Taking the articles from a drawer of the bureau, Charles tossed them on the bed near the suitcase which the servant had brushed and opened. "Put them in, please, Mike. It will save time."

The suitcase was packed and locked. Charles suddenly observed that Mike was eying the addressed envelope curiously.

"Oh, that note?" the young man said, averting his eyes oddly. "That is for my brother. Will you hand it to him—not to-night, I mean—at the breakfast-table in the morning? Don't fail, Mike. It is rather important."

The servant took it up. He held it tentatively. He hesitated. "He does not know that you are going, sir?" he asked.

Charles stared straight at the floor. "This will tell him all that he need know, Mike."
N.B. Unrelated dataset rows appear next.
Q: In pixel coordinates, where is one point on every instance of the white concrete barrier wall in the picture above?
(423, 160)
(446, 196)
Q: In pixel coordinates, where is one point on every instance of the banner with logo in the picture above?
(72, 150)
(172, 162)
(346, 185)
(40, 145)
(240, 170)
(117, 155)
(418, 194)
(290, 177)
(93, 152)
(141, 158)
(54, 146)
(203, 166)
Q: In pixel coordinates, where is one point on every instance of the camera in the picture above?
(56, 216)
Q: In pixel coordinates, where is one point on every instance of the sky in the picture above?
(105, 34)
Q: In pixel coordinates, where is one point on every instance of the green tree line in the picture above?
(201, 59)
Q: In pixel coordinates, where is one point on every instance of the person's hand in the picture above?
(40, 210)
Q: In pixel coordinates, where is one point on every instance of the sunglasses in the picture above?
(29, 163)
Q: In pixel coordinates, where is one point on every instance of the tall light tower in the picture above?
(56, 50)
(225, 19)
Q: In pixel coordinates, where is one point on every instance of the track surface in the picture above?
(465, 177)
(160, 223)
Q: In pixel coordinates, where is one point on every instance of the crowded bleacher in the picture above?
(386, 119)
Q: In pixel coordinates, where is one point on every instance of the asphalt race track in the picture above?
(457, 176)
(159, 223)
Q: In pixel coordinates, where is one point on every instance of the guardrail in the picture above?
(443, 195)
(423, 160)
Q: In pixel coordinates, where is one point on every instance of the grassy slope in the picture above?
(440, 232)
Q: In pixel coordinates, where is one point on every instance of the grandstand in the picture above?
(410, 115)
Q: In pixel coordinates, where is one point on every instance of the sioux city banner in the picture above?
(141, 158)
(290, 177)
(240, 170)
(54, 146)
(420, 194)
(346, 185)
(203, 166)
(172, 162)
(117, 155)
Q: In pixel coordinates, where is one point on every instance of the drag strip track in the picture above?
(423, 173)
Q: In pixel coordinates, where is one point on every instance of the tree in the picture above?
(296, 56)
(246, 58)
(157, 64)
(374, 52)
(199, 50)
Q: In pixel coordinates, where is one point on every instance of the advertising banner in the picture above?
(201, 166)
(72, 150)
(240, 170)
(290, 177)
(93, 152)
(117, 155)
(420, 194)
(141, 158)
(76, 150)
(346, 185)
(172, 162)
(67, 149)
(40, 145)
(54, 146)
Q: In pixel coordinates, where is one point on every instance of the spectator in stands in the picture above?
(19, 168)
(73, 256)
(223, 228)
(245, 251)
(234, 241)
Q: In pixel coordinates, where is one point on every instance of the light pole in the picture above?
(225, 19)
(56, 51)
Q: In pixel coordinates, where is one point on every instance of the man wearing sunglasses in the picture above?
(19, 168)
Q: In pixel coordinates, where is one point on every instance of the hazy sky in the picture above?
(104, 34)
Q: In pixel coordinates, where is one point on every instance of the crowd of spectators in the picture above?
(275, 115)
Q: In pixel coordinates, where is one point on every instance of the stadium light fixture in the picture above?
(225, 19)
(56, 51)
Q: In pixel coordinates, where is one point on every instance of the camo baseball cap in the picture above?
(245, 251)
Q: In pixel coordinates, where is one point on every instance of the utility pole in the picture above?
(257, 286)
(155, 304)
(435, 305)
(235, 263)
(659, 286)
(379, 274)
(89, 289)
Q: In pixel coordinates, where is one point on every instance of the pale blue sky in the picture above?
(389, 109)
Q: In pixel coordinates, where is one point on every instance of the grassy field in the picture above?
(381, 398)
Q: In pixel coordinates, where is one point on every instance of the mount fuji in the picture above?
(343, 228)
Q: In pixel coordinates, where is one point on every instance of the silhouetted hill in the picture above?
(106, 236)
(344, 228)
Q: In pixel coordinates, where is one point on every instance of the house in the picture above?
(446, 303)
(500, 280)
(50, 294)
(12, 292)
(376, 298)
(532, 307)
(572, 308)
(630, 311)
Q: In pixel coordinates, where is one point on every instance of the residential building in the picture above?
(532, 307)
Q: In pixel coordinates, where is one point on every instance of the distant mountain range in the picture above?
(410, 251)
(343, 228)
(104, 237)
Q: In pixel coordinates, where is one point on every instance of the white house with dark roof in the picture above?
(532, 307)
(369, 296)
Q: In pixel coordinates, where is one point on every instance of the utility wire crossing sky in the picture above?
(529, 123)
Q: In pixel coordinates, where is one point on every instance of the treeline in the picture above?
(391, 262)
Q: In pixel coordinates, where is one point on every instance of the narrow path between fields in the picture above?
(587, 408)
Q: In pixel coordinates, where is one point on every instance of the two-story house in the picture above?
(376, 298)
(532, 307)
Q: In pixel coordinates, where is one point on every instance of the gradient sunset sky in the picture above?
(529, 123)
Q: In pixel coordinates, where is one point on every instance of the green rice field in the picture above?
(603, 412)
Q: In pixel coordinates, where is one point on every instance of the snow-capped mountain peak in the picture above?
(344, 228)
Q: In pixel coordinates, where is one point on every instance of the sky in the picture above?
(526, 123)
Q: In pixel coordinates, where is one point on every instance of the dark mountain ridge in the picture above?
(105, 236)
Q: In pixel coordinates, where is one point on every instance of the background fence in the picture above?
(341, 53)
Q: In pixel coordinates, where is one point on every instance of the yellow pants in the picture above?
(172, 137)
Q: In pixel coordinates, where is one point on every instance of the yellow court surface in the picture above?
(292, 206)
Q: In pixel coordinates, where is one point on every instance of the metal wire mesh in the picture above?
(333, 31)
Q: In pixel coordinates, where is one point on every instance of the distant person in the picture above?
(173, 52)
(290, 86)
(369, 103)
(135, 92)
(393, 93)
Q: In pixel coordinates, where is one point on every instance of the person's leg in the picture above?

Putting the note into his pocket, Michael stolidly faced his companion. "Of course it does not concern me," he faltered, "but somehow you talk and act like—?" He went no further.

"Oh, you are afraid I'm off on another spree, eh?" Charles laughed. "But I'm not, Mike. It is business, this time, and serious business at that."

The servant was not satisfied, as was evident from his unsettled glances here and there, now on the young man's face, again on the suitcase or the floor.